>>270394Next morning, Boots frozen, clothes frozen. Noooo. Slip last builder's bar with friend who was completely out of food. Now we're both completely out. Still snowing. Eleven miles to road over the highest point on the whole AT. Let's do this. Fourteen of us leave, I'm near the vanguard, cuting through the trail some. Snow has gotten so high and the tree branches are so weighed down that they hand at chest level and slap you with ice, like walking through a wall of hands. Five hundred feet from the summit, the storm broke and the clouds started to roll away. Glissaded up tower, hollered like a viking, snapped a photo, and got the fuck back down.

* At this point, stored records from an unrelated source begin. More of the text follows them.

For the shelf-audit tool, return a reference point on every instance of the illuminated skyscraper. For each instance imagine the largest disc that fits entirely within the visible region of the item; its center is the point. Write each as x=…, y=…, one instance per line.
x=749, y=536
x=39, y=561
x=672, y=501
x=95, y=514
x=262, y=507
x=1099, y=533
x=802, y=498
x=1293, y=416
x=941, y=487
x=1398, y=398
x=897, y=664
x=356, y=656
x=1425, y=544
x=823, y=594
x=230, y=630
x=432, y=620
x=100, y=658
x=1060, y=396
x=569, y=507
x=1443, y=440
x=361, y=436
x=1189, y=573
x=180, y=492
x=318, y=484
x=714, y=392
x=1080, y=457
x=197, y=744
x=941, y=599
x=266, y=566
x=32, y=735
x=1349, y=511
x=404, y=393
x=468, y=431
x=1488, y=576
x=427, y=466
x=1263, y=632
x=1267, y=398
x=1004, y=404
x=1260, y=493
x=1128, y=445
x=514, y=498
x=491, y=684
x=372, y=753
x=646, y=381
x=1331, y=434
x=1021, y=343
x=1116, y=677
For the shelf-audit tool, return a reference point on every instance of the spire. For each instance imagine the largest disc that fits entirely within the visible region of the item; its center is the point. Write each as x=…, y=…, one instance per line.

We finally got to the shelter those guys were headed to the day before. Footprints going in, none coming out. Two O'clock. Oh shit. Turns out they were alive, though one of them had gotten pretty hypodermic. They joined our ranks, and around five we got to the road. They had just finished plowing. Nearly twenty thru-hikers cast their burdens down and basked like lizards on the pavement. Then the tourists showed up to 'see the snow'. They started throwing snowballs at each other. (So help me god if one of those hits me!!!) A Prius full of rangers showed up. They get out and their eyes slid right over us. Eventually I wrangled a ride from a lady dropping off her husband and son for a back packing trip. I thanked her profusely, but cautioned the other two that it was pretty rough out there at the moment. They didn't want to waste the thirty dollars they paid. I washed my hands of it and went into Gattlinburg for a zero during spring break.
Went back up the day after, and it was super icy, though I zipped through it with my spikes, but then snowed another eight inches that night. Nope. Busted 25 miles in snow and slush to get the fuck out of the park. That night I slept at Fresh Ground's and he cooked a bunch of us Easter breakfast.